Non è stata “inopportuna” l’ingerenza USA sul voto referendario istituzionale: per metterci una toppa, si potrebbe (o si dovrebbe?) ritenere l’esternazione dell’ambasciatore statunitense in Italia, John Phillips, una “scivolata” su una buccia di banana, ma noi riteniamo che “scivolata” non sia stata, bensì una “calcolata e ben studiata” dichiarazione a 24 ore dell’annuncio della cena di Stato americana del premier Matteo Renzi con il presidente Obama. Una sorta di avvertimento di un certo “stampo” innominabile? Una minaccia? Possibile, ma da non credere, più che altro (forse) un voler ricordare agli Italiani (non certo all’attuale Governo, che ne è consapevole) quanto pesa in questo nostro Paese (l’Italia) la volontà degli States d’Oltre Oceano. Un “fattore” basilare che, fin troppo spesso, gli Italiani dimenticano e che, fin troppo spesso, viene sottovalutato (se non ignorato) soprattutto da chi fa politica.

John Phillips
John Phillips

Ma cosa ha detto, poi, di tanto eclatante John Phillips? Che  il “No” al referendum sulla Riforma costituzionale sarebbe un passo indietro per gli investimenti stranieri in Italia.

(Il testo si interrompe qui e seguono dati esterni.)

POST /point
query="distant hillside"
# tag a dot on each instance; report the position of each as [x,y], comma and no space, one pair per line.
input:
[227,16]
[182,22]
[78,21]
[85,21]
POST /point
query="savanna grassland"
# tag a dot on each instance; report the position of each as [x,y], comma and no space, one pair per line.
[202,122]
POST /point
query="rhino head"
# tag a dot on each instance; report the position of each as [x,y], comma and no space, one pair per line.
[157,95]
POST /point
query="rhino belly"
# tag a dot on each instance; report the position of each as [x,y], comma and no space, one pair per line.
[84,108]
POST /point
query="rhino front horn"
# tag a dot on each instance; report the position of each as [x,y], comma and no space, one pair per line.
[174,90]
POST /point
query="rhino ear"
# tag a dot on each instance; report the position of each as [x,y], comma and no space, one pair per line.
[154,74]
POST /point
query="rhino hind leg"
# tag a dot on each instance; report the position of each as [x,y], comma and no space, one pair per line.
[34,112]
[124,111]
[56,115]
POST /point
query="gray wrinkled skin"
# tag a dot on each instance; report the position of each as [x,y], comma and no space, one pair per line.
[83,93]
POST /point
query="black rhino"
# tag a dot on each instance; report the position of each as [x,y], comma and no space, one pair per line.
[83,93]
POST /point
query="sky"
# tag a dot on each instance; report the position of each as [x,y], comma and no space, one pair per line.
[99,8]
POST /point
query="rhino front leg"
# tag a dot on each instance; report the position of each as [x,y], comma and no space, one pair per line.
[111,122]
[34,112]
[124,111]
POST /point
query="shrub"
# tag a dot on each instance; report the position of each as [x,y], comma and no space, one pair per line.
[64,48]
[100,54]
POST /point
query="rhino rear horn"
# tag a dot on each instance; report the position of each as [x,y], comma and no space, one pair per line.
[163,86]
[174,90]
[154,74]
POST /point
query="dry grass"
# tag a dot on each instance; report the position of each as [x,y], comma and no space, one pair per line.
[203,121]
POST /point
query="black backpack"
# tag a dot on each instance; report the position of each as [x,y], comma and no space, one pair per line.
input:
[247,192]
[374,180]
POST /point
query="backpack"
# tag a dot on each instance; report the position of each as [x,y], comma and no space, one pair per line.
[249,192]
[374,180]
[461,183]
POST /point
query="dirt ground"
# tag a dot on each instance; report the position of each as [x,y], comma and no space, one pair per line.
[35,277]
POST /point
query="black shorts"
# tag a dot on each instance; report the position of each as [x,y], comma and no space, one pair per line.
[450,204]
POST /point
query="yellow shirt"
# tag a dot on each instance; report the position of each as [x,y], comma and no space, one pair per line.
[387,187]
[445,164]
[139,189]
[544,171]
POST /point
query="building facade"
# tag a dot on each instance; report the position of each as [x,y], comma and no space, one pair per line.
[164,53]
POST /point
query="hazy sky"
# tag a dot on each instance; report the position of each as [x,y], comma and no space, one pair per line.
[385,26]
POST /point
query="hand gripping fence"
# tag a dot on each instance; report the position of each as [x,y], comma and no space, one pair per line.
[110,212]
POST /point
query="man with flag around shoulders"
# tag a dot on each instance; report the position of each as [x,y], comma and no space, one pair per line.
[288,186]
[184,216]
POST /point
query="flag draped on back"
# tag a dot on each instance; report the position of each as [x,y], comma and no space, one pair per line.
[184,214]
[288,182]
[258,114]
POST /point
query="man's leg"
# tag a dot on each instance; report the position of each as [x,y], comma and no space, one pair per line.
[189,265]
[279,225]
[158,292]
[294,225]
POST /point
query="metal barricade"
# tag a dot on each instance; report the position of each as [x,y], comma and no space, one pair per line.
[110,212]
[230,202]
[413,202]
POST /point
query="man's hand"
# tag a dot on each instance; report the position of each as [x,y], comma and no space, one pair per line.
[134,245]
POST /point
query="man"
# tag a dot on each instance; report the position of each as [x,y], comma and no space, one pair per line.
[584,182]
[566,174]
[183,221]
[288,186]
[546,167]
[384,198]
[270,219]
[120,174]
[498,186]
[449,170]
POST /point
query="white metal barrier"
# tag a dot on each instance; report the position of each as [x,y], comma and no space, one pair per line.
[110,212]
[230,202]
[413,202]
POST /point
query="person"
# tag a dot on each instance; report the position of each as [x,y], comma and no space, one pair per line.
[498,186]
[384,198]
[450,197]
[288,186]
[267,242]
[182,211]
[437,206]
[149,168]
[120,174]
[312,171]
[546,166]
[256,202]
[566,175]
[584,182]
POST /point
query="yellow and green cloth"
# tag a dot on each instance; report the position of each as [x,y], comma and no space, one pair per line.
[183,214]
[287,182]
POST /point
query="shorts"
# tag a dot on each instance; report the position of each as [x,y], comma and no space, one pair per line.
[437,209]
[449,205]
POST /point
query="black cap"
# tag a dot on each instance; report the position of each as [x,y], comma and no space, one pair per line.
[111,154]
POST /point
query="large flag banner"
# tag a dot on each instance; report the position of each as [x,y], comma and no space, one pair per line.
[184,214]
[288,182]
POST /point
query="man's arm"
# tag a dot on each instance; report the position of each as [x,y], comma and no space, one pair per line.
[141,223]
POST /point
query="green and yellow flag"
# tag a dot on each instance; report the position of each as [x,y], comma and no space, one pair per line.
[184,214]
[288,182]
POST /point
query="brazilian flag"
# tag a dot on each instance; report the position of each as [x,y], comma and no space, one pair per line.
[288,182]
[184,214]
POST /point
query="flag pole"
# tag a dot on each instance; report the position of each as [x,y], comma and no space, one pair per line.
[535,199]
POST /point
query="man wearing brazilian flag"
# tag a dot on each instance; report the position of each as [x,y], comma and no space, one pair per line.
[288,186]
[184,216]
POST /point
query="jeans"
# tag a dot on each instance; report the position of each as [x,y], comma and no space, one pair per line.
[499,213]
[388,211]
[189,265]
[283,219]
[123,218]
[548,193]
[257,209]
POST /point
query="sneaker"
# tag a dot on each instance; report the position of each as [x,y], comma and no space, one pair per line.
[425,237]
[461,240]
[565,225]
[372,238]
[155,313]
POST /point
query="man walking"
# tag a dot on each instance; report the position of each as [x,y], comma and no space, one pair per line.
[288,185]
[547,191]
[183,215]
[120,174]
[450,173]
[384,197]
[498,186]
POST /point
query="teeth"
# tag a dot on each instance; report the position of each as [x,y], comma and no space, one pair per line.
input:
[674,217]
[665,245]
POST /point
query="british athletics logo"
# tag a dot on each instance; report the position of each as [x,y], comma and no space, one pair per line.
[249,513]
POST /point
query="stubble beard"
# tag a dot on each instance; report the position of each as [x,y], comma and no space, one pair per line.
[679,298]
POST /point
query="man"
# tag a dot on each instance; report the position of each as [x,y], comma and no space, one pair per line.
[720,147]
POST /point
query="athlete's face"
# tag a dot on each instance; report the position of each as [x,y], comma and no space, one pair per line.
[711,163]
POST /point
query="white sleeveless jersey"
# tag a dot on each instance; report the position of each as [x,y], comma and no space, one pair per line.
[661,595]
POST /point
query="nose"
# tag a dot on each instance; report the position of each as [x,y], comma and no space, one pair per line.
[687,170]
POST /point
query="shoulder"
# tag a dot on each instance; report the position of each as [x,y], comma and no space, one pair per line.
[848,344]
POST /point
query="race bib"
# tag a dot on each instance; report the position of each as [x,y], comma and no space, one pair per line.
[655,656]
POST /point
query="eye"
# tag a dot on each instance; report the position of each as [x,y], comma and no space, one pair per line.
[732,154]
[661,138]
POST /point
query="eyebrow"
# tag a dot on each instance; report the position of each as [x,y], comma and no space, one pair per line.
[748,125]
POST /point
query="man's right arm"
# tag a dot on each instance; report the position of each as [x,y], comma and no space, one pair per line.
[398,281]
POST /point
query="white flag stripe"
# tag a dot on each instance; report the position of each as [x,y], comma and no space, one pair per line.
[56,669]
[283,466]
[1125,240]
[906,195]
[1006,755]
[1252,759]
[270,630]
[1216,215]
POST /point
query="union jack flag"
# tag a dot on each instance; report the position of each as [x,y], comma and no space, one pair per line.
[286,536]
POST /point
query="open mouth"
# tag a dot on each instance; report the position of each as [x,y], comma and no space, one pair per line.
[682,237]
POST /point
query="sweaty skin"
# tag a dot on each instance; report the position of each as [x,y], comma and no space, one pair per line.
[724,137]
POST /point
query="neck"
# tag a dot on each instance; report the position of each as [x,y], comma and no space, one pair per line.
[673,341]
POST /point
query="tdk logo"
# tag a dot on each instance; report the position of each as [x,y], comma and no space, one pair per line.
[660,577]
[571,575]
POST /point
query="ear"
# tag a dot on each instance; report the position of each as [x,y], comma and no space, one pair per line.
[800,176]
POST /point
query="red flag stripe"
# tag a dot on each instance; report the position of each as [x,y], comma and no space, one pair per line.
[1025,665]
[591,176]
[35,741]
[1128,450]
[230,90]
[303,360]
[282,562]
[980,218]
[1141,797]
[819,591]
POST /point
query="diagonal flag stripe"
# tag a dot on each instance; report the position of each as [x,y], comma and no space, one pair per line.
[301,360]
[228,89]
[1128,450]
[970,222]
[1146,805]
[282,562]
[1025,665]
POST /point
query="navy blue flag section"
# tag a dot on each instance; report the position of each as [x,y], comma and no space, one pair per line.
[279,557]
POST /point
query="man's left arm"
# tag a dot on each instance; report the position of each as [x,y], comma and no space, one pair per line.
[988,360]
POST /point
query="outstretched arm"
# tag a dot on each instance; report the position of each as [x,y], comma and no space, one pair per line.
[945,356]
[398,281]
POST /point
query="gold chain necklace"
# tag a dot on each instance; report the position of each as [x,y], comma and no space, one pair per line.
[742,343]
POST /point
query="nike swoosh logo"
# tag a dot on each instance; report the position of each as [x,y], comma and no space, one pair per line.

In fondo è la stessa opinione espressa da Edward Parker, managing director di Fitch, che durante una conferenza a Londra ha sottolineato che la vittoria del “NO” al referendum costituzionale avrebbe conseguenze negative per l’economia e il merito di credito dell’Italia: Se ci fosse un voto NO, lo vedremmo come uno shock negativo per l’economia e il merito di credito italiano. Solo un “caso” le due prese di posizioni, quella dell’ambasciatore USA in Italia e quella dell’agenzia internazionale di valutazione del credito? Assolutamente “NO”.

Prevedibili le reazioni.

Protesta Pier Luigi Bersani: Le parole dell’ambasciatore americano sono cose da non credere. Per chi ci prendono? Aver allestito un appuntamento come se fosse un giudizio di Dio, un fatto cosmico, darà fiato alla speculazione finanziaria e a chi vuol mettere le mani sul nostro sistema. Chi ha il potere di farlo deve raffreddare il clima. Il giorno dopo ci sveglieremo come il giorno prima, con gli stessi problemi, le stesse opportunità e con il con il governo che abbiamo adesso…

Interviene Matteo Salvini: Il signor ambasciatore Usa si faccia gli affari suoi e non interferisca, come troppe volte è già accaduto in passato. Spero che a novembre vinca Trump che ha già garantito che si occuperà delle questioni di casa sua…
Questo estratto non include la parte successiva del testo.